Looking further ahead, the mayor is setting up a Chicago Infrastructure Trust composed of private and public members to advise him on how to push the city into the future. Its first act will be to carry out a $225m “retrofit” of public buildings to make them more energy-efficient, and then he will be looking for ideas on how to ensure that Chicago is what he calls “a knowledge-based, creative economy built on 21st-century foundations and moving at 21st-century speeds”.
His overall ambition, he said, is to make Chicago “one of the most liveable of cities in America”, but to keep true to its roots as a city of neighbourhoods with deep ethnic roots and 28 different languages spoken. Emanuel is fond of calling his city “the most American of American cities”.
What does he mean?
“We are the capital of the midwest, but we also gather people from all over the country. We are a city of immigrants, from America and the rest of the world,” he said, adding that he is himself a typical Chicagoan with a father from Israel and maternal grandfather who came from the Russia-Romania border.
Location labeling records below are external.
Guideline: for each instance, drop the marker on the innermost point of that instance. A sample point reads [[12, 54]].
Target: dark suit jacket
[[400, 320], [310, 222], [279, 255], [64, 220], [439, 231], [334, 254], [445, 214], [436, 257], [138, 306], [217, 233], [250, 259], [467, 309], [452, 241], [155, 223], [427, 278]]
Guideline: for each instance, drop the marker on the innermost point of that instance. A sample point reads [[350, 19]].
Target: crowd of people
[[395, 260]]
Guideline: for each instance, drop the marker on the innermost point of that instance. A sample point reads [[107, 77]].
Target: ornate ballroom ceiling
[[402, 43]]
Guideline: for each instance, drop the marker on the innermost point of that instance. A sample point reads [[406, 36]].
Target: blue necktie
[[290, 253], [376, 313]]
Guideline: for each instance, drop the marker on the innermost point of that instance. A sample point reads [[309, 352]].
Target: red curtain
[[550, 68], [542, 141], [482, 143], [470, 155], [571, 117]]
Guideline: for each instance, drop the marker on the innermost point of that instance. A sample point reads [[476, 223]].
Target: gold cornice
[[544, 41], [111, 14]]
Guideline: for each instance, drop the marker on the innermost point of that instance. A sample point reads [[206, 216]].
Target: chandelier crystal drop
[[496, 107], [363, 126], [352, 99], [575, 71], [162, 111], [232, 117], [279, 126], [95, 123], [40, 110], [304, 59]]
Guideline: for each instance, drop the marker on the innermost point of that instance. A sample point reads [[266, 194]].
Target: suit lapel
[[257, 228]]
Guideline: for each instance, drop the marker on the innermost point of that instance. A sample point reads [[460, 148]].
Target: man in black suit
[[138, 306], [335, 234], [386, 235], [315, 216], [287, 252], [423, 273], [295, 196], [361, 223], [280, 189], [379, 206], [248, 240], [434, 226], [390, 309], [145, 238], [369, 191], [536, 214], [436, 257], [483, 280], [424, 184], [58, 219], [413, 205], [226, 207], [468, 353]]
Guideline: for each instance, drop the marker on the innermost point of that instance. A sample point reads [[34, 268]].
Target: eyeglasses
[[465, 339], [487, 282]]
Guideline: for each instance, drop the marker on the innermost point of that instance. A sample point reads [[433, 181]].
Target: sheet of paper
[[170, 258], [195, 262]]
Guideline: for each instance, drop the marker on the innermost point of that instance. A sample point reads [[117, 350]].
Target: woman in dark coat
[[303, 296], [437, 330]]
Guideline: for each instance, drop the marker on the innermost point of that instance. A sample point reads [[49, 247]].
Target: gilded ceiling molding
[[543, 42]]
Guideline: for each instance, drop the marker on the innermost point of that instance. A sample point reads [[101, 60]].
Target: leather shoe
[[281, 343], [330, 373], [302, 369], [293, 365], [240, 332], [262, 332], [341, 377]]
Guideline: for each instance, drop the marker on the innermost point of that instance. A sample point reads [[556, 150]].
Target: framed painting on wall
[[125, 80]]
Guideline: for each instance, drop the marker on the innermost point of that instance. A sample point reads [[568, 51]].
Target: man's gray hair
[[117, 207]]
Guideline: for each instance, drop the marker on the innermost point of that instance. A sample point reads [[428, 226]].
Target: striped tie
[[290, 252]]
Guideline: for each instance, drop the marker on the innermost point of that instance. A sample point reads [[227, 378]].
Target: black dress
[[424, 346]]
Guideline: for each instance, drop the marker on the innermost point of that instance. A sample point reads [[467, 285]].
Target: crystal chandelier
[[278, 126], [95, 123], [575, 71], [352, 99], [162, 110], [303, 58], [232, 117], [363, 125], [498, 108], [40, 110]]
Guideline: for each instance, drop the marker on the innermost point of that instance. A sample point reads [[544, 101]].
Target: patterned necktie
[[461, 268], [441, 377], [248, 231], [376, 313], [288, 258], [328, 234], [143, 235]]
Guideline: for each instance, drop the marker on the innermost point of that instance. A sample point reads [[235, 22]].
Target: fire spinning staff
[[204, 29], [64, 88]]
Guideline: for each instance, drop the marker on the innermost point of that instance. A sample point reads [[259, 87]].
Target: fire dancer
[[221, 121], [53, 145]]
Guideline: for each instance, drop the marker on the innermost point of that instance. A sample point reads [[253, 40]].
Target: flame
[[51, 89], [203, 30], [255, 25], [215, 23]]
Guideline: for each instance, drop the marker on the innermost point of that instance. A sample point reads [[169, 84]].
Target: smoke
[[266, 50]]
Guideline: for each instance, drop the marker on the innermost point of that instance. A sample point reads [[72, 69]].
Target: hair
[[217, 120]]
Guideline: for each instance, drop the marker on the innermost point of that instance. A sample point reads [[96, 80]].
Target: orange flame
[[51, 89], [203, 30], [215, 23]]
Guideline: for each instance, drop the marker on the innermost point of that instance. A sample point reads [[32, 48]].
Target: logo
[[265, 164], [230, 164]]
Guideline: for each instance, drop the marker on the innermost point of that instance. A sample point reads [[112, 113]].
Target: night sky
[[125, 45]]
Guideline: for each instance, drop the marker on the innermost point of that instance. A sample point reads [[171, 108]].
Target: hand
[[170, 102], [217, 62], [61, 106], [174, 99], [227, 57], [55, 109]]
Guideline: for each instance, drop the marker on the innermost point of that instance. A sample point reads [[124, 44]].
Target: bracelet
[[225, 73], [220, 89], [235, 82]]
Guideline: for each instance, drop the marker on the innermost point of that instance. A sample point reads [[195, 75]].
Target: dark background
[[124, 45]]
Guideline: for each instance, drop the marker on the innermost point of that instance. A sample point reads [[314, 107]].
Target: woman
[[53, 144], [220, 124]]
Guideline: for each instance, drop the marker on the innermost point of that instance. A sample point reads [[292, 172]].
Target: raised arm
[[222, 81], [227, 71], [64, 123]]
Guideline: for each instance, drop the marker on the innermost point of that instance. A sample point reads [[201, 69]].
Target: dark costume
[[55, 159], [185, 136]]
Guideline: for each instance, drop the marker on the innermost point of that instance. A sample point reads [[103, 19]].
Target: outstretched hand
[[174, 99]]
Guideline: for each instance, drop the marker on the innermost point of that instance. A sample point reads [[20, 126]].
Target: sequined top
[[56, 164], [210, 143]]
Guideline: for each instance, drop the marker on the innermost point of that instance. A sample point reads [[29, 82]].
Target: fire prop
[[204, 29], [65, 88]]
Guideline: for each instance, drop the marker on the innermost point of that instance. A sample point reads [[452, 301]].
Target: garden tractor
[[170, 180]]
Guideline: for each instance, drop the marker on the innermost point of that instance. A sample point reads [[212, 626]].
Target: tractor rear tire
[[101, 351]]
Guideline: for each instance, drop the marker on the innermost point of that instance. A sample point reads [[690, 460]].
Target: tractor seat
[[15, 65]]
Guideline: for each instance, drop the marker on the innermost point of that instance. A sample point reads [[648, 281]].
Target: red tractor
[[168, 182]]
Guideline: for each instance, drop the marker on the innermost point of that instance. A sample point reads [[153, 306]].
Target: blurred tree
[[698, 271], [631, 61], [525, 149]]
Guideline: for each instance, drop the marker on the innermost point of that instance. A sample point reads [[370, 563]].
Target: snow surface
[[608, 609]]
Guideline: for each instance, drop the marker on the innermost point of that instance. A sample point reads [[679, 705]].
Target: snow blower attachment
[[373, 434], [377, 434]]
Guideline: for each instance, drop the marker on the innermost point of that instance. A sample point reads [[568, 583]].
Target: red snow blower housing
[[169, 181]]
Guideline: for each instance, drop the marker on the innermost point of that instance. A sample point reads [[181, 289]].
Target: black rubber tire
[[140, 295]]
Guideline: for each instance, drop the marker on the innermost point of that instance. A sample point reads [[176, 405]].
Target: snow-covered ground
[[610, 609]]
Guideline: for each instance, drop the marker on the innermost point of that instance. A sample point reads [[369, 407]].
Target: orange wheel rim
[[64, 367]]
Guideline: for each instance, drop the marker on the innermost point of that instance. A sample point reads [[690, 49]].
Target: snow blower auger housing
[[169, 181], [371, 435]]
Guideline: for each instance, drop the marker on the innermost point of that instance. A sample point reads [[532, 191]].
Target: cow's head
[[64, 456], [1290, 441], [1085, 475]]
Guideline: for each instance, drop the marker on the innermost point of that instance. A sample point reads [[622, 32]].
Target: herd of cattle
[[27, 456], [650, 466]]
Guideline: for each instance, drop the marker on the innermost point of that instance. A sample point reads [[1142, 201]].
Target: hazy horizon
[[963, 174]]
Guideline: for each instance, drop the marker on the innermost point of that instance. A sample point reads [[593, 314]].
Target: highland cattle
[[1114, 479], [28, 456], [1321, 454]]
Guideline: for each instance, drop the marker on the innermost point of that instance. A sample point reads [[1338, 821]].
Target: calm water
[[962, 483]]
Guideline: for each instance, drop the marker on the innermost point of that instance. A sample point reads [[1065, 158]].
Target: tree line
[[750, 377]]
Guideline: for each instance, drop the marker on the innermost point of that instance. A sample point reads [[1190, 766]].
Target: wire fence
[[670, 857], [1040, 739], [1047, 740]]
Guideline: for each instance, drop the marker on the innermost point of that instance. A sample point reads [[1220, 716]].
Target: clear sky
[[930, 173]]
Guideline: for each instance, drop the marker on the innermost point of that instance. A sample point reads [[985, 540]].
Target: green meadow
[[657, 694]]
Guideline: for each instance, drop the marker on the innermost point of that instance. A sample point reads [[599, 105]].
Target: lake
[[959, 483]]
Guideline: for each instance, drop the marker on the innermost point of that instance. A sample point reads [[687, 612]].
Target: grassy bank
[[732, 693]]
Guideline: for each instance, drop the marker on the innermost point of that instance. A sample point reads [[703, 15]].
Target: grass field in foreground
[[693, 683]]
Should Emanuel succeed in implementing even a portion of his ambitions he will have written himself into the history books as one of a new generation of activist mayors grabbing American cities by the lapels and giving them a good shake. The most visible example is Michael Bloomberg in New York, who has startled the US with his proactive policies for fighting obesity and making the Big Apple green.
But in Emanuel’s case, the determination to press ahead with large-scale revitalisation of the city has a peculiarly personal quality. It is founded upon his recognition – based in turn on his own close-up experience of the gridlock in Washington as Obama’s former chief of staff – that government in America is not working and thus can no longer be relied upon to deliver change.
“Washington is not moving, Springfield, our state capital, is not moving. I cannot tie this city’s – my city’s – future to that dysfunction. If they were to get a highway transportation bill in Washington, all the better; if they were to make a major investment in our national infrastructure, all the better.
“But a strategy for a city’s growth is not one based on hope. I have to get things done. I am going to take as much of our own economic destiny into our own hands.”